Known as a ‘killing machine’ in the boxing ring, Sonny Liston was also a brute outside of the ring and over the course of his professional career he won fifty fights and was arrested nineteen times.
His first true success came in 1962, beating Floyd Patterson to become world heavyweight champion, and he would defeat Patterson again in 1963 courtesy of a first round knock-out. In 1964 Liston faced the-then Cassius Clay but, after claiming a shoulder injury, refused to come out for the second round, deeming Clay the victor. The out-and-out favourite Liston was accused of throwing the match and, when he lost to Ali in the first round in their 1965 rematch, similar accusations were made with some claiming that Liston was not actually hit by the punch that floored him.
After a series of wins Liston had another attempt at the heavyweight title in 1969 but was knocked out by Leotis Martin. In 1970 Liston won his last fight defeating Chuck Wepner by knock out. A year later his body was found by his wife in their Las Vegas home and although his death remains a mystery some believe he was victim of murder.

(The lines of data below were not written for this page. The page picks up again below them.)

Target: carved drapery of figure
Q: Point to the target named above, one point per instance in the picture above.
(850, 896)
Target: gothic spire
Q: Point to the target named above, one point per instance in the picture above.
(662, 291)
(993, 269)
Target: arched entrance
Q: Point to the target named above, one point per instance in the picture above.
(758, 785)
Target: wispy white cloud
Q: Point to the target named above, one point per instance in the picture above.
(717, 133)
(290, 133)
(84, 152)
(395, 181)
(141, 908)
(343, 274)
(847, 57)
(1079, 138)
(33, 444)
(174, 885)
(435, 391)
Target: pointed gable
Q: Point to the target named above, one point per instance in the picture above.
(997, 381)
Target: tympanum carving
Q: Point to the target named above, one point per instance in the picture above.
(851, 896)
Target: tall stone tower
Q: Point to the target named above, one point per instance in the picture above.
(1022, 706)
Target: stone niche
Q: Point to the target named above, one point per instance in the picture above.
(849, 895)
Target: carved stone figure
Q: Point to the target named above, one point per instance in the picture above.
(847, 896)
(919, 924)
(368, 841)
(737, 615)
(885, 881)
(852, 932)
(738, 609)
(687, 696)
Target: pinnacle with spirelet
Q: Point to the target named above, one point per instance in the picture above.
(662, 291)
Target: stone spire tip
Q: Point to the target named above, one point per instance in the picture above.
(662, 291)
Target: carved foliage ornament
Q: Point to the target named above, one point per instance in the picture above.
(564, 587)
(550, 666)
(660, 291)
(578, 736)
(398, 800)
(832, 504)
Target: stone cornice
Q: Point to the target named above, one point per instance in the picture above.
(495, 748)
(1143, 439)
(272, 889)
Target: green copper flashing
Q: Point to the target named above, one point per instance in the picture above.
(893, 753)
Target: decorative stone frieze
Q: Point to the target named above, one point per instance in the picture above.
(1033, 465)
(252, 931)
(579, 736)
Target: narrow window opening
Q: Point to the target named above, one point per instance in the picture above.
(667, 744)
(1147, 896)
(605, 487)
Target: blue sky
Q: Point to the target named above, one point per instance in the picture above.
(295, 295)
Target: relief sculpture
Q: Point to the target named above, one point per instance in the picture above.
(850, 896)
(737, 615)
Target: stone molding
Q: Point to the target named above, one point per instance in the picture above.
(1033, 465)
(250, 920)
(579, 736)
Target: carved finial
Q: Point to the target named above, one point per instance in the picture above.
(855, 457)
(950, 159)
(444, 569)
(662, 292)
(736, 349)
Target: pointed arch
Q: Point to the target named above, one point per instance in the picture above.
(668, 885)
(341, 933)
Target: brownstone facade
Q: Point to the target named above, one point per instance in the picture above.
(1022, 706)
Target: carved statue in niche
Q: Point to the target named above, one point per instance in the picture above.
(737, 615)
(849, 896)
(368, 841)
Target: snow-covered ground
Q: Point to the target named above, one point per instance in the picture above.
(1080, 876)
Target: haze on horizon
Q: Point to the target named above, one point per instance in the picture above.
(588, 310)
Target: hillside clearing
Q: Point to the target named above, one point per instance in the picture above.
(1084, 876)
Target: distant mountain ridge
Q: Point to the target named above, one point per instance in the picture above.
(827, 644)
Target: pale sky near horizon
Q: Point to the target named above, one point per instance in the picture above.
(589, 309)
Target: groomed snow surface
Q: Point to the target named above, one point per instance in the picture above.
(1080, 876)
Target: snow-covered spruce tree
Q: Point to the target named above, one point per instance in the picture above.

Known as ‘the Lion’ in the boxing world, Lennox Claudius Lewis was born in England in 1965 and moved to Canada at the age of 12, going on to win championship titles for both England and Canada and losing only two matches in his entire career. In 1988, Lewis made a name for himself by winning a gold medal for Canada in the summer Olympics. He then went on to win the European heavyweight title in 1990, the British heavyweight title a year later and the Commonwealth title in 1992. In the same year Lewis knocked out Canadian boxer Donnovan “the Razor” Ruddock in two rounds, earning him the crown in the World Boxing Council championships. He then went on to defend his title three times, most significantly in an eight round defeat of Mike Tyson. Lewis’ career ended in 2003 after a match against Vitali Klitschko which ended prematurely after Klitschko received a serious cut above his eye. Lewis was crowned the winner despite Klitscko’s lead and Lewis retired with his championship title still in place.
Arguably a legend in the making, British-born Ricky Hatton, aged just 29, is already regarded as one of the greatest British boxers of all time and one of the top pound-for-pound boxers in the world. Making his debut against Colin McAuley at a leisure centre in Widnes, Hatton was immediately noted for his skill in the ring and his second fight was in the legendary Madison Square Garden, New York.
Since then, Hatton has won many important welterweight competitions, including the WBA title, and has beaten some of the world’s best players. He is set to fight Floyd Mayweather in December 2007 in what has been called by some as one of the biggest fights in the history of the sport.